2. Discriminant (D):
D = b² - 4ac

• D > 0 → Two distinct real roots
• D = 0 → Two equal real roots
• D < 0 → Complex/imaginary roots (no real solution)

3. Vieta’s Formulas (Root Relationships):
If α and β are roots:

• Sum: α + β = -b/a
• Product: αβ = c/a

4. Factorization Method:
Split the middle term bx into two terms whose product equals a × c and sum equals b.

5. Root Comparison Rule:
Solve both equations, list roots in ascending order, then compare every possible pair. If all combinations yield the same inequality, establish a relation. Otherwise, relation cannot be established.

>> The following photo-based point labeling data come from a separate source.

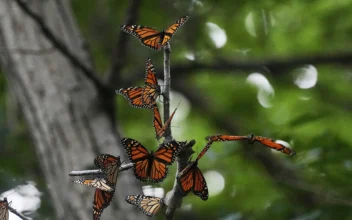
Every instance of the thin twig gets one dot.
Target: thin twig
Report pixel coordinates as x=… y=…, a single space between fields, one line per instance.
x=166 y=92
x=173 y=198
x=58 y=44
x=98 y=171
x=119 y=53
x=281 y=173
x=14 y=211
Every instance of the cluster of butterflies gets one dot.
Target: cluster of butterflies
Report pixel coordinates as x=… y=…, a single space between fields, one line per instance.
x=147 y=166
x=152 y=166
x=4 y=209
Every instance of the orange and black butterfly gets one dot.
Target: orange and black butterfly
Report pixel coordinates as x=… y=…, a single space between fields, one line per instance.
x=221 y=137
x=143 y=97
x=110 y=166
x=191 y=178
x=99 y=183
x=151 y=166
x=158 y=124
x=101 y=200
x=149 y=205
x=4 y=209
x=105 y=187
x=152 y=38
x=270 y=143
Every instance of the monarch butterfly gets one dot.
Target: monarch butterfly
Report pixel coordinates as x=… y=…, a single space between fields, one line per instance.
x=151 y=166
x=191 y=178
x=99 y=183
x=221 y=137
x=152 y=38
x=143 y=97
x=149 y=205
x=110 y=166
x=270 y=143
x=158 y=124
x=105 y=187
x=101 y=200
x=4 y=209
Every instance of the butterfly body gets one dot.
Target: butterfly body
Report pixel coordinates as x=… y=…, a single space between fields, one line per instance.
x=151 y=37
x=191 y=177
x=4 y=209
x=270 y=143
x=149 y=205
x=151 y=166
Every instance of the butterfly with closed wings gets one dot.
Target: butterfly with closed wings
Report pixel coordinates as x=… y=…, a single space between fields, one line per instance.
x=158 y=124
x=143 y=97
x=4 y=209
x=149 y=205
x=152 y=38
x=105 y=187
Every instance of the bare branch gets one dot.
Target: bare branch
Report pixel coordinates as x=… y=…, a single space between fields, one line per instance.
x=27 y=51
x=58 y=44
x=98 y=171
x=166 y=92
x=119 y=52
x=281 y=173
x=14 y=211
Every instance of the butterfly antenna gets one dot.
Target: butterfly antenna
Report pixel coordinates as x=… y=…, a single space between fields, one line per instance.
x=13 y=191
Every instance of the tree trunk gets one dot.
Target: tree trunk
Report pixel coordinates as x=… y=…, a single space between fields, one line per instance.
x=63 y=109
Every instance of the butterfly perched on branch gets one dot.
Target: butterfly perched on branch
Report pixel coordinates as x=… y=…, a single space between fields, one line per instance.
x=192 y=179
x=151 y=166
x=251 y=140
x=105 y=187
x=158 y=124
x=152 y=38
x=270 y=143
x=143 y=97
x=149 y=205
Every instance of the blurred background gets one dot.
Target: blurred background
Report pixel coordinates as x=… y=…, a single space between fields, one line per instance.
x=274 y=68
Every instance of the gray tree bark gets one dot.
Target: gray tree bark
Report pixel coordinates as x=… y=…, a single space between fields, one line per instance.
x=63 y=108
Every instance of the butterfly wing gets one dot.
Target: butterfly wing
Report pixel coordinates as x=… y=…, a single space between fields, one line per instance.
x=99 y=183
x=272 y=144
x=205 y=149
x=200 y=187
x=185 y=178
x=4 y=210
x=110 y=166
x=149 y=205
x=101 y=200
x=170 y=31
x=138 y=155
x=152 y=89
x=134 y=96
x=148 y=36
x=221 y=137
x=158 y=124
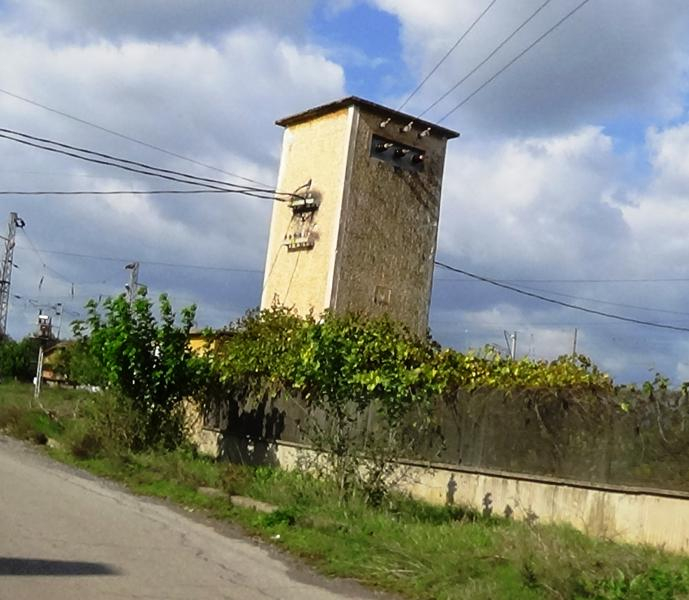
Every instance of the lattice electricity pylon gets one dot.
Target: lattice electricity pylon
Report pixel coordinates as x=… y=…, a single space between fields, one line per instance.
x=7 y=266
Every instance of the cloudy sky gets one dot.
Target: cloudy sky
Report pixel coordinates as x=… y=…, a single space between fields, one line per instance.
x=570 y=180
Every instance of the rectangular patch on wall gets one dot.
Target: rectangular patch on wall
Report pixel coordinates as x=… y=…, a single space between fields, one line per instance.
x=382 y=295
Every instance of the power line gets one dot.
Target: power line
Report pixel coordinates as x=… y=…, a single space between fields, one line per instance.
x=148 y=167
x=642 y=280
x=42 y=260
x=514 y=60
x=447 y=55
x=127 y=137
x=559 y=302
x=125 y=168
x=488 y=57
x=618 y=304
x=125 y=192
x=596 y=300
x=152 y=262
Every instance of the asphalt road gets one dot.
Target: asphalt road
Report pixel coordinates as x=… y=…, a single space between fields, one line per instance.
x=65 y=535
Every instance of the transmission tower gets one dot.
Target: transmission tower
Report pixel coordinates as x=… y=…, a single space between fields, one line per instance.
x=7 y=265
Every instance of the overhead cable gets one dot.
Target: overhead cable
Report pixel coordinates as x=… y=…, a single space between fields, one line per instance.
x=109 y=157
x=126 y=137
x=514 y=60
x=559 y=302
x=151 y=262
x=125 y=193
x=596 y=300
x=122 y=167
x=487 y=57
x=447 y=55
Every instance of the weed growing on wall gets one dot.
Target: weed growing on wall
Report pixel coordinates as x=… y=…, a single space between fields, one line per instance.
x=366 y=389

Solved Examples (Basic Level)

1. Solve: 2x² - 7x + 3 = 0
Product = a×c = 6, Sum = -7. Split: -6x - x
2x² - 6x - x + 3 = 0 → 2x(x - 3) - 1(x - 3) = 0
(2x - 1)(x - 3) = 0 → x = 1/2, 3

2. Solve: x² - 5x + 6 = 0
Split: -3x - 2x → x(x - 3) - 2(x - 3) = 0
(x - 3)(x - 2) = 0 → x = 3, 2

3. Use quadratic formula: 3x² + 2x - 1 = 0
a=3, b=2, c=-1, D = 4 + 12 = 16
x = [-2 ± √16]/6 → x = (-2+4)/6 = 1/3, x = (-2-4)/6 = -1

4. Find nature of roots: 4x² + 4x + 1 = 0
D = 16 - 16 = 0 → Roots are real and equal.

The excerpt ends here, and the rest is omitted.